The code below is running and delivering the correct results but its again somehow slow (4 mins for 80K rows). I have problems to use the Series class from pandas for concrete values. Can someone recommend how I can instead classify those columns?

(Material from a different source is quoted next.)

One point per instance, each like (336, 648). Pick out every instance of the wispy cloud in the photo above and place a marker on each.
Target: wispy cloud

Could not find relevant information in the documentary:
https://pandas.pydata.org/pandas-docs/stable/generated/pandas.Series.html

Running Code:

# p_test_SOLL_test_D10

for x in range (0,len(tableContent[6])):
    var = tableContent[6].loc[x, ('p_test_LAENGE')]
    if float(tableContent[6].loc[x, ('p_test_LAENGE')])>=100.0:
        tableContent[6].loc[x, ('p_test_LAENGE')]='yes'
    elif (float(tableContent[6].loc[x, ('p_test_LAENGE')]) <30.0 and float(tableContent[6].loc[x, ('p_test_LAENGE')]) >= 10):
        tableContent[6].loc[x, ('p_test_LAENGE')]='yes2'
    elif (float(tableContent[6].loc[x, ('p_test_LAENGE')]) <10.0 and float(tableContent[6].loc[x, ('p_test_LAENGE')]) >= 5):
        tableContent[6].loc[x, ('p_test_LAENGE')]='yes3'
    else:
        tableContent[6].loc[x, ('p_test_LAENGE')]='no'

print (tableContent[6]['p_test_LAENGE'])

Series Try:

if tableContent[6]['p_test_LAENGE'].astype(float) >=100.0:
    tableContent[6]['p_test_LAENGE']='yes'
elif (tableContent[6]['p_test_LAENGE'].astype(float) <30.0 and tableContent[6]['p_test_LAENGE'].astype(float) >= 10):
    tableContent[6]['p_test_LAENGE']='yes1'
elif (tableContent[6]['p_test_LAENGE'].astype(float) <10.0 and tableContent[6]['p_test_LAENGE'].astype(float) >= 5):
    tableContent[6]['p_test_LAENGE']='yes2'
else:
    tableContent[6]['p_test_LAENGE']='no'


print (tableContent[6]['p_test_LAENGE'])

Solution

  • I do not have your df to test so you need to modify the following code. Assume that min of df is greater than 10e-7 while max of df is less than 10e7

    bin = [10e-7,5,10,30,100,10e7]
    label = ['no','yes2','yes1','no','yes']
    df['p_test_LAENGE_class'] = pd.cut(df['p_test_LAENGE'], bins=bin, labels=label)
    

    Hope this will help you